Eddie leaned back. Looked at the ceiling for a moment.

Then he looked at Aditya with the particular directness of someone who had accepted that some questions didn't have accessible answers and had decided to move forward anyway.

"Okay", he said.

He extended his hand.

Aditya shook it.

Firm. Genuine. The handshake of two people who had done something real together without either of them being able to fully explain what it was.

"Good luck", Aditya said.

"You too", Eddie said.

He walked out of the apartment and down the stairs for the last time.

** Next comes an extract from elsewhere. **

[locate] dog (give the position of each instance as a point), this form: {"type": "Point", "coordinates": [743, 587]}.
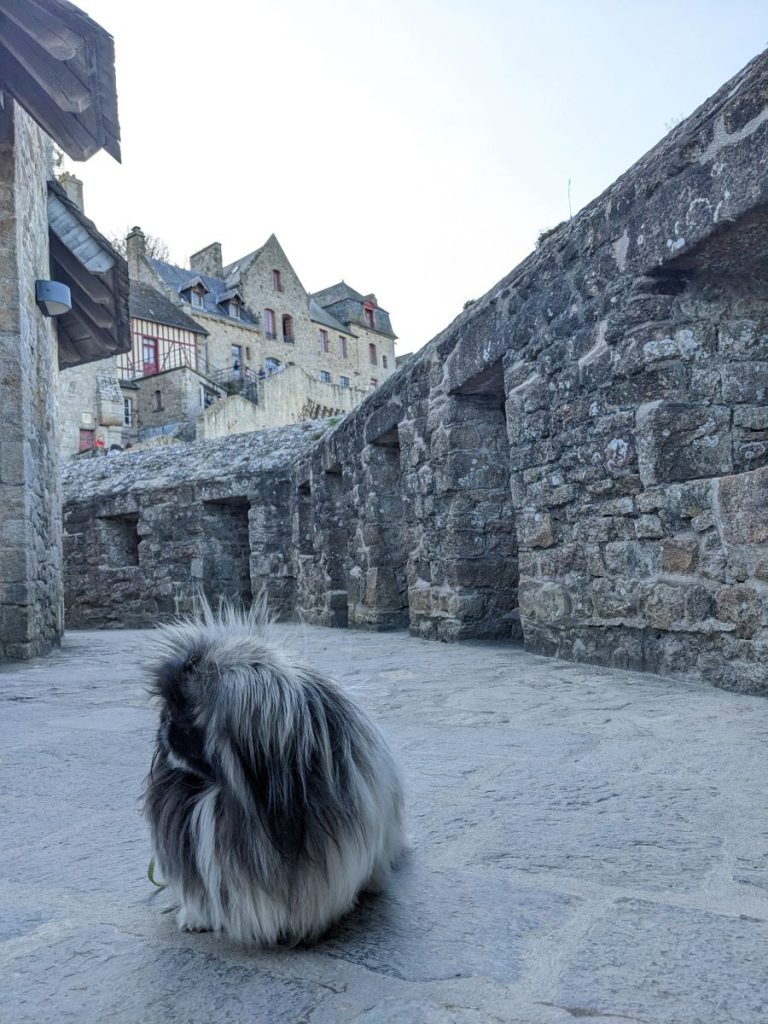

He said goodbye to his team the following morning.

Patricia first — a brief meeting in her office. He left her with full authority to manage Vertex Solutions' legal affairs in his absence, a retainer that would keep her engaged for the next two years and a letter of instruction that covered every scenario he could think of.

She looked at him over her glasses when he finished.

"How long will you actually be gone?", she asked.

"I don't know", he said honestly.

She looked at him for a long moment.

"The company will be here when you get back", she said.

"I know", he said. "That's why I built it properly."

Daniel next — the financial architecture was solid, the trading accounts structured to continue generating returns through automated strategies he had spent three days designing on the modified NZT. Daniel had everything he needed to manage it without active input.

"The positions are conservative enough to be stable and aggressive enough to keep growing", Daniel said, reviewing the instructions one final time. "You've thought of everything."

"Almost everything", Aditya said.

James last — a brief call. The app's second version was nearly complete. James had everything he needed to finish it and manage the technical side of Vertex Solutions' software operations.

"Keep building", Aditya told him. "Everything else will follow."

"Got it", James said. Which was exactly the kind of response James gave.

He called Preet separately.

"The research continues", he said. "Full authority. Full resources. Follow where it leads."

"I always do", she said.

He believed her.

He went to see Lindy that afternoon.

She was at her apartment, working on a piece, her notebook open and her coffee going cold the way it always did when she was properly focused. She looked up when he knocked and let him in without the particular wariness people sometimes carried when they knew a difficult conversation was coming.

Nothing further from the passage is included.